I wouldn't use that spiral-shaped bulb. We've talked about them here on the Forum before. They can be harmful to tortoise's eyes, causing a painful condition similar to snow-blindness.


----------



## Turtlepete (Oct 6, 2014)

Yvonne G said:


> Hi Anthony:
> 
> I wouldn't use that spiral-shaped bulb. We've talked about them here on the Forum before. They can be harmful to tortoise's eyes, causing a painful condition similar to snow-blindness.
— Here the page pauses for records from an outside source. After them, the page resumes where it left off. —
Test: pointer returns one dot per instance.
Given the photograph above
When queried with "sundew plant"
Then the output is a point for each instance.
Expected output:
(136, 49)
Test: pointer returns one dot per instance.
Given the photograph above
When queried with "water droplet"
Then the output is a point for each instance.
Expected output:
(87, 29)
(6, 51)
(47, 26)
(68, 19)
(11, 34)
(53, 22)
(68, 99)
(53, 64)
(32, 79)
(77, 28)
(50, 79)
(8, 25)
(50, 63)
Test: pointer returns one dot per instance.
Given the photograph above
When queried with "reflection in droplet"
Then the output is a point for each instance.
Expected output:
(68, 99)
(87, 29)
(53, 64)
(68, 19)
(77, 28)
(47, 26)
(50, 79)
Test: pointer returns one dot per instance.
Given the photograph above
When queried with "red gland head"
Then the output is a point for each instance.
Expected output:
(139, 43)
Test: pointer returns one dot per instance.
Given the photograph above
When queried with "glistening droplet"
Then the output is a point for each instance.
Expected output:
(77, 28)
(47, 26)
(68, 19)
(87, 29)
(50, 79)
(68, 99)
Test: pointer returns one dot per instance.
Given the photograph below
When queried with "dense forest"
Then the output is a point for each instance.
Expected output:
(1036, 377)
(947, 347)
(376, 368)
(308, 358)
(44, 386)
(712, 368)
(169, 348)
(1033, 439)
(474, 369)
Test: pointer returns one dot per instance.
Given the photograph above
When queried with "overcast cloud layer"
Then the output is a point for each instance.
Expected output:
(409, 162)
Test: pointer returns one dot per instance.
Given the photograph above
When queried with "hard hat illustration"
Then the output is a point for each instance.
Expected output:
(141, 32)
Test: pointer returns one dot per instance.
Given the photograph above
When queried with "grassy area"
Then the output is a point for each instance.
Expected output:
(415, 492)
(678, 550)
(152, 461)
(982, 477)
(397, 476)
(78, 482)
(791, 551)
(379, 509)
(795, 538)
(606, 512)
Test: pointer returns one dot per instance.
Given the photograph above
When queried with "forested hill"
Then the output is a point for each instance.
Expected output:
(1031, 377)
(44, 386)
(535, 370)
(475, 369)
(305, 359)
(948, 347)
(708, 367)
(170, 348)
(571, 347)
Are you sure? Because I've used two of these about 8 inches above 20 or so RF hatchlings this year, and nobody was blinded. I thought it was a different kind of bulb?


----------



## grogansilver (Oct 6, 2014)

The Bulb will be Gone immediately I wont second guess it! thank you.


----------



## Yvonne G (Oct 6, 2014)

Yup, I'm sure. When they first came out there were many, many complaints, so the companies that make the bulbs supposedly fixed them. However, they never did a recall, so you don't know if the bulb you buy today is an old one or a new, updated one.


----------



## Turtlepete (Oct 6, 2014)

Hm…interesting. Might have to think about different bulbs in the future then. I've used them for quite a long time with no issues though.


----------



## grogansilver (Oct 6, 2014)

just figured I ask what is the best UVB to use?


----------



## Yvonne G (Oct 6, 2014)

For a RF tortoise you can get by with the tube type fluorescent bulbs.


----------



## grogansilver (Oct 8, 2014)

Hi well I went out and bought what I thought would be more appropriate UVB lighting for my Red Foots what do you think? I paid $10.00 for the whole fixture at Walmart!


----------



## turtlelady80 (Oct 9, 2014)

Love the set up but how do you keep your humidity up to 80%?


----------



## grogansilver (Oct 9, 2014)

That's my Reptile Room its very insulated and with a lot of different tanks in it that have dirt and Plants and other Reptiles in them! that dirt and mulch believe me its not a problem actually its a lot of misting the ground but if you look in the photos you will see I actually built a swimming pool pond which sits on top of a ramp and under the pond that's sits above full of water its their hide away Plus there's large pieces of wood and bark on that floor inside their walk areas that also holds humidity in place! hey sometimes it gets so humid I have to open the window or turn on the ceiling Fan! and you know what also helps with the grounding environment pill bugs and earth worms!


----------



## grogansilver (Oct 9, 2014)

Okay to make things simple here is an actual tour with photos in a row of my Reptile Room set up! and if you look on one of the walls you will even see my latest creation its an actual Bay window for a house that I put on a frame and attached to my wall and it opens off the wall to get into it!! all of these things produce Humidity!! Plus for all of you tortoise friends out there, there's is a new Led light shop light fixture out there you can find and buy it at Walmart its a 100 watt bulb and it only uses only 19 actual watts running! it totally lights up the whole tortoises area take a look its in the picture I got it and installed it today the bulb cost $24.00 that's it!


----------